INTELLIGENZA EMOTIVA NEL LAVORO
Aziende da amare
In un mondo che cambia ad alta velocità, le imprese devono conquistare i
talenti usando strumenti diversi da quelli tradizionali. Joshua
Freedman, intervistato da Antonio Dini,
spiega quanto conta l'intelligenza emotiva.
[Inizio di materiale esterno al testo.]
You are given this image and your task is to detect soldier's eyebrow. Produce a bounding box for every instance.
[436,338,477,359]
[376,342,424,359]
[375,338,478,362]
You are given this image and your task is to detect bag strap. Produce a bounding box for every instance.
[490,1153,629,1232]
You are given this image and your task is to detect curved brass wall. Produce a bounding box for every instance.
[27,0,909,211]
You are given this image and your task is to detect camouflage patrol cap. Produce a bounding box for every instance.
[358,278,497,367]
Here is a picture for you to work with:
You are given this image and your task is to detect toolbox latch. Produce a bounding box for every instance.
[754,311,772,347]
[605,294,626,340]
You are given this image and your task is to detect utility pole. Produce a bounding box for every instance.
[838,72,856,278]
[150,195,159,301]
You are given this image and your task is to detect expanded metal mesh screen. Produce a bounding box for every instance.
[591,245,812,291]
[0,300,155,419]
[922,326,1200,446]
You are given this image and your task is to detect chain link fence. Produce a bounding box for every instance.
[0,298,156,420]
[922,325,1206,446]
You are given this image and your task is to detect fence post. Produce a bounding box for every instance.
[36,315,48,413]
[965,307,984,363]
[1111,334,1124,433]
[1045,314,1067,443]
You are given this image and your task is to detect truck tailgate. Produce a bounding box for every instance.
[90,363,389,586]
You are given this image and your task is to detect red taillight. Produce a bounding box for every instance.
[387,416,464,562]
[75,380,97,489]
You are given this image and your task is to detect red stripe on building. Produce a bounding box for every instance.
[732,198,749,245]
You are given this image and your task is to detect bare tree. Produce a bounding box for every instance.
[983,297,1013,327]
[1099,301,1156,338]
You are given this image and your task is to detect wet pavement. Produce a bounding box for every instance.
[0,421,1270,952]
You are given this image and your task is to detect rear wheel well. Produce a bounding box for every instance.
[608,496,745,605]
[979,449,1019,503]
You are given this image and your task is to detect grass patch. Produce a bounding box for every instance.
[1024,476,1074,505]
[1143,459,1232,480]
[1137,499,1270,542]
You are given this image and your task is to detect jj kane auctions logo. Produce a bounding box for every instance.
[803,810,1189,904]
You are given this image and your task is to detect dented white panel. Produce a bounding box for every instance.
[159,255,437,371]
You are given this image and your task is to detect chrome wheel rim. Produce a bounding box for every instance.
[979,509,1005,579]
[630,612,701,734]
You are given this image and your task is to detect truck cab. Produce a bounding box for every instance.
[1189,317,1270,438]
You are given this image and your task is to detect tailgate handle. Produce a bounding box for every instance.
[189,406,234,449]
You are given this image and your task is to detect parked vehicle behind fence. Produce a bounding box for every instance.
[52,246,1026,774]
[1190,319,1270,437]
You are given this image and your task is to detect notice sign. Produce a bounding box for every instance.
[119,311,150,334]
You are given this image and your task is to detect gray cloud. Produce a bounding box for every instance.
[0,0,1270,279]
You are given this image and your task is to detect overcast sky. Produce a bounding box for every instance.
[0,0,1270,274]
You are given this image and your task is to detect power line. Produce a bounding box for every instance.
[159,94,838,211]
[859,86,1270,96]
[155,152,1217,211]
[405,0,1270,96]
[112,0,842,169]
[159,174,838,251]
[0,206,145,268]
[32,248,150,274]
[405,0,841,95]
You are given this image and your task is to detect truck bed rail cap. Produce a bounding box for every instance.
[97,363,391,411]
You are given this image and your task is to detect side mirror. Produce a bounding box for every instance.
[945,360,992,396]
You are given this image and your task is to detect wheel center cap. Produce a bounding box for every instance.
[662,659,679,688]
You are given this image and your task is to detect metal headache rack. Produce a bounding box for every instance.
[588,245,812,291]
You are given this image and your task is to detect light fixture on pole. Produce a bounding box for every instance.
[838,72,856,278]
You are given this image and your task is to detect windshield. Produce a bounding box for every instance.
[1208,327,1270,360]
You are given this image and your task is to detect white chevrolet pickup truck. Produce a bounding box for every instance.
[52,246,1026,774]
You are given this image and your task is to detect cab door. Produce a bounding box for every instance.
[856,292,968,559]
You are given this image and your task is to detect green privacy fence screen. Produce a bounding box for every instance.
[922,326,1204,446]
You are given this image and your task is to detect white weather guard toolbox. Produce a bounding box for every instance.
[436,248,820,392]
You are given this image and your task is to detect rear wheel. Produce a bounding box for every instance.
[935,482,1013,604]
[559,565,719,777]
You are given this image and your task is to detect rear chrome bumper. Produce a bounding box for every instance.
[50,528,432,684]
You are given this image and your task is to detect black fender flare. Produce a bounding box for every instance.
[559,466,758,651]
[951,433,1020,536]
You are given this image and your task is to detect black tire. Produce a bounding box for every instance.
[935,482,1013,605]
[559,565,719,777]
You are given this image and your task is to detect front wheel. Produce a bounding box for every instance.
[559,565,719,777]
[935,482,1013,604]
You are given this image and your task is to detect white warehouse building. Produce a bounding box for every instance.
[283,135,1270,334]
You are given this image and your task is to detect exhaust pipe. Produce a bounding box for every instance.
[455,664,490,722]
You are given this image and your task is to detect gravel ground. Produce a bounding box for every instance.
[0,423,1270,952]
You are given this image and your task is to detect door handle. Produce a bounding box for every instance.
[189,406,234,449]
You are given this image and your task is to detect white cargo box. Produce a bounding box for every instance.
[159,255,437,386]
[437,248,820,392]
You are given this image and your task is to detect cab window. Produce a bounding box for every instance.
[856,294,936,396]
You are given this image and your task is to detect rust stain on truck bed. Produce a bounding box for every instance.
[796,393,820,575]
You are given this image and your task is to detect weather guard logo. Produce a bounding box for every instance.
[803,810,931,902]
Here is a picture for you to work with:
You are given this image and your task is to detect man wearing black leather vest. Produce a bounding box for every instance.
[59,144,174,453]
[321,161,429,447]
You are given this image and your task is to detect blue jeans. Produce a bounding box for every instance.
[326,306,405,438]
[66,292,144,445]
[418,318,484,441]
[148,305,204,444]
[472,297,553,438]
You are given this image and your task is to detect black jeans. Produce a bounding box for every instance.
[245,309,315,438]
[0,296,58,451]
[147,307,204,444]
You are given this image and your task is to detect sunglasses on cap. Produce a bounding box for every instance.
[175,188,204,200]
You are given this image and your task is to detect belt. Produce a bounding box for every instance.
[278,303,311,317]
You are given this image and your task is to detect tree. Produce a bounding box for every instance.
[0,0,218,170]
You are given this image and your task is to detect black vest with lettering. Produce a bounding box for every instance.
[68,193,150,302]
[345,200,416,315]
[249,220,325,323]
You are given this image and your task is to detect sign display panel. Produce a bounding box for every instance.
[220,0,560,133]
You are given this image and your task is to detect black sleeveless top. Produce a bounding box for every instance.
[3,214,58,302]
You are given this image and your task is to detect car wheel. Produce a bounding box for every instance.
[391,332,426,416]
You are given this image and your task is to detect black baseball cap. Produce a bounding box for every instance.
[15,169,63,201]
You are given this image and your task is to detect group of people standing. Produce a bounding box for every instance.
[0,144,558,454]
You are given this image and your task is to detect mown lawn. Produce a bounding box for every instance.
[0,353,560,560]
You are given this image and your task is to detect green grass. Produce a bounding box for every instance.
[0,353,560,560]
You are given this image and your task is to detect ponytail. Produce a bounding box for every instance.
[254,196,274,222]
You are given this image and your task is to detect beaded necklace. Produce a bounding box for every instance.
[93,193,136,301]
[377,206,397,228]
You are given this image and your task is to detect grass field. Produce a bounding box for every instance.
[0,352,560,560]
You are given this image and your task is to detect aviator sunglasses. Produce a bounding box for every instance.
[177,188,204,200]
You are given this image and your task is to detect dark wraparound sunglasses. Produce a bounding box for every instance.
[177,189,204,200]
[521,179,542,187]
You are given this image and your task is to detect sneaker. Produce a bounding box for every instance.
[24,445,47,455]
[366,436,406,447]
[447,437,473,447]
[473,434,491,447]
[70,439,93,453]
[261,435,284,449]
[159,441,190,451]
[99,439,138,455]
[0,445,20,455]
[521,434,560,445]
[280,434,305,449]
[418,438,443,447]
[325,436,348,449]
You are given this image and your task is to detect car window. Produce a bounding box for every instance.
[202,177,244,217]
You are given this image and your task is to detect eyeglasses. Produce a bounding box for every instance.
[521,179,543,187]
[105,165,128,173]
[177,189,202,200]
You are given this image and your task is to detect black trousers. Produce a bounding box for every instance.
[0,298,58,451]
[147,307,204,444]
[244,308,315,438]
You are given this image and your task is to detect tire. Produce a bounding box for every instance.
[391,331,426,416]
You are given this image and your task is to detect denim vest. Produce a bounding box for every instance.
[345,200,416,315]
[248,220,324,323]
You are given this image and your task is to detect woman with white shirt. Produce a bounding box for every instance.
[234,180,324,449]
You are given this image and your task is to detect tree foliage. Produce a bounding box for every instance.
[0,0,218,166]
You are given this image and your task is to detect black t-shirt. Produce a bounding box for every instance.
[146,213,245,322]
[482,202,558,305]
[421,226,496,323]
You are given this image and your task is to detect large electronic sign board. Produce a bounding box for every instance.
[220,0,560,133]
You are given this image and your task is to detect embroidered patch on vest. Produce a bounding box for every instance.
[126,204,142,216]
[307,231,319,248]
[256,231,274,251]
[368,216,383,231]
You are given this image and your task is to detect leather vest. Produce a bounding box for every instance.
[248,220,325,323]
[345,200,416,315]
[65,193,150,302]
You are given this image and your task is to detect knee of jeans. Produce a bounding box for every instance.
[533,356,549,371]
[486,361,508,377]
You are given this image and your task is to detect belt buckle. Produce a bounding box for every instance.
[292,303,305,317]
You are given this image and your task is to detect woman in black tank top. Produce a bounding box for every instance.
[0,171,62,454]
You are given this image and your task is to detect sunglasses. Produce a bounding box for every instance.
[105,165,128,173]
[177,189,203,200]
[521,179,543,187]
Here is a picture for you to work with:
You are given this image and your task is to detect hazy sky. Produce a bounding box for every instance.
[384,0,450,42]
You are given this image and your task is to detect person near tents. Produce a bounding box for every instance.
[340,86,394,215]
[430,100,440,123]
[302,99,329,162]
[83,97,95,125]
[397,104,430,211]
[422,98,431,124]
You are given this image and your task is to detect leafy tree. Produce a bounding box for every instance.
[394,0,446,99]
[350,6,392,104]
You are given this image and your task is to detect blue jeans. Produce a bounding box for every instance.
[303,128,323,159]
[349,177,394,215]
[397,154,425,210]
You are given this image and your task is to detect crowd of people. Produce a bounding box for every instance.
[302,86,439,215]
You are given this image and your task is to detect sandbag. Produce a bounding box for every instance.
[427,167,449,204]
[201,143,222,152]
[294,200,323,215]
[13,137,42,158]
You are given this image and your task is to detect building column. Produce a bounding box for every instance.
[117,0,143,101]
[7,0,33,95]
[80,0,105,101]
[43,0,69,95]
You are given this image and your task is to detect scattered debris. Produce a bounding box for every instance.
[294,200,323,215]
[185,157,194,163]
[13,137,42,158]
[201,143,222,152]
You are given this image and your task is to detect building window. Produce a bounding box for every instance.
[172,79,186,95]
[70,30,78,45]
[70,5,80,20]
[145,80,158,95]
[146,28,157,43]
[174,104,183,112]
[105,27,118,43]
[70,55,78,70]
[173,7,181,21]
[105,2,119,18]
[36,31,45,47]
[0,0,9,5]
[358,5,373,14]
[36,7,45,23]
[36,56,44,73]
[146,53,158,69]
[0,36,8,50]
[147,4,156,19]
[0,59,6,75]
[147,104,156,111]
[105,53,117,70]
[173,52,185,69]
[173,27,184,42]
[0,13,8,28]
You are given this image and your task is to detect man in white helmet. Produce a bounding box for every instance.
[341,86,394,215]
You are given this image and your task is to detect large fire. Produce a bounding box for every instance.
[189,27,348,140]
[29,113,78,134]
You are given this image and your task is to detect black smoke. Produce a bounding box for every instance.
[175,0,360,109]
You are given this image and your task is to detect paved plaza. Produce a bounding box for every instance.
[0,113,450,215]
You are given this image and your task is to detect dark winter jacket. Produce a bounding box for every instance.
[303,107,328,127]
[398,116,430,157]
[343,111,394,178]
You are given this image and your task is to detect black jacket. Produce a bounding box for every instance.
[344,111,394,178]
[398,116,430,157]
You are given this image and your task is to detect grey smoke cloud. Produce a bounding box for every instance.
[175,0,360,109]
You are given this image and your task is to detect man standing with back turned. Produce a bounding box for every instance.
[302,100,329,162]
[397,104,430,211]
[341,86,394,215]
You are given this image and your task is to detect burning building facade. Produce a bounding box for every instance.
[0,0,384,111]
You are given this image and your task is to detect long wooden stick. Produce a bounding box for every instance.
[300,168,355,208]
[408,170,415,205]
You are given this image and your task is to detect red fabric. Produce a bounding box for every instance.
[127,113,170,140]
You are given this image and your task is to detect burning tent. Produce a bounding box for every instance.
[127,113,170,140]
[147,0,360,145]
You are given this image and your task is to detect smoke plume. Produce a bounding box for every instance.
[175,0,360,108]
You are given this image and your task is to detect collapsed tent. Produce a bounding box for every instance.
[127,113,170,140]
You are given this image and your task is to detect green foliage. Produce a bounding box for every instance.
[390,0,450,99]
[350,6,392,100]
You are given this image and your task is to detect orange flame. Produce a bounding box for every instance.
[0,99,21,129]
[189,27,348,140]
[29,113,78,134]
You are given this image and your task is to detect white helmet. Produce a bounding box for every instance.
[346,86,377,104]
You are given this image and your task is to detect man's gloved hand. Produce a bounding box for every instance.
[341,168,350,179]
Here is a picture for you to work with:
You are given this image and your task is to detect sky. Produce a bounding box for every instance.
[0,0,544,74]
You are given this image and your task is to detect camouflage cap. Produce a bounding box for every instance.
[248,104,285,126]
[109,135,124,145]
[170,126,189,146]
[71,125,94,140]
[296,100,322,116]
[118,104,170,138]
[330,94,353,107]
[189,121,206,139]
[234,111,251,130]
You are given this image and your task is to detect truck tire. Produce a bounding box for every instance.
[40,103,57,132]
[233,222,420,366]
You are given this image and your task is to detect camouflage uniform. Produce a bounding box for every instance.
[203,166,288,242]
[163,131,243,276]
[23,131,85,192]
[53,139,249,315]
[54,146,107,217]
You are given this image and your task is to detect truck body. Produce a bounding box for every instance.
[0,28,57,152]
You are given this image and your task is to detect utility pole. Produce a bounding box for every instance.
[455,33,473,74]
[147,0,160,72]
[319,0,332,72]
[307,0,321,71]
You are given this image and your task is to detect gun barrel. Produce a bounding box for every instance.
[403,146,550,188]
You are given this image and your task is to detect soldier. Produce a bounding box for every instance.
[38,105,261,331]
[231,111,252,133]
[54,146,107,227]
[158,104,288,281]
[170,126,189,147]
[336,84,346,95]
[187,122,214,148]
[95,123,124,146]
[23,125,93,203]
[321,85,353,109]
Ci vuole un'avvertenza particolare prima di incontrare Joshua Freedman,
ricercatore e studioso della performance aziendale e consulente internazionale
di questo tema. I suoi libri- l'ultimo dei quali, Intelligenza emotiva,
è pubblicato da Il Sole 24 Ore- ne sono una prova vivente: il mondo al quale
fa riferimento non è applicabile letteralmente a tutti i contesti. Ma,
riuscendo a guardare con una lente interpretativa sufficientemente affinata,
la sua visione in realtà comunica soprattutto in Italia molto più di quel che
non si possa immaginare. Non si tratta infatti solo di una teoria "new age" su
come migliorare la performance nel business inserendo un "tocco umano" e "più
sensibilità".
E' una visione più ampia, una delle più chiare manifestazioni che qualcosa si
muove: stiamo assistendo probabilmente a un cambiamento profondo del mondo
degli affari e non solo, a velocità accelerata e in un arco di tempo nel quale
cinque anni sono diventati un'era geologica. Freedman testimonia un aspetto di
questo cambiamento, grazie a una ricetta originale che sta interessando i
vertici di numerose multinazionali come di piccole start up e piccole ma
dinamiche imprese in Paesi di tutto il mondo. L'emozione conta.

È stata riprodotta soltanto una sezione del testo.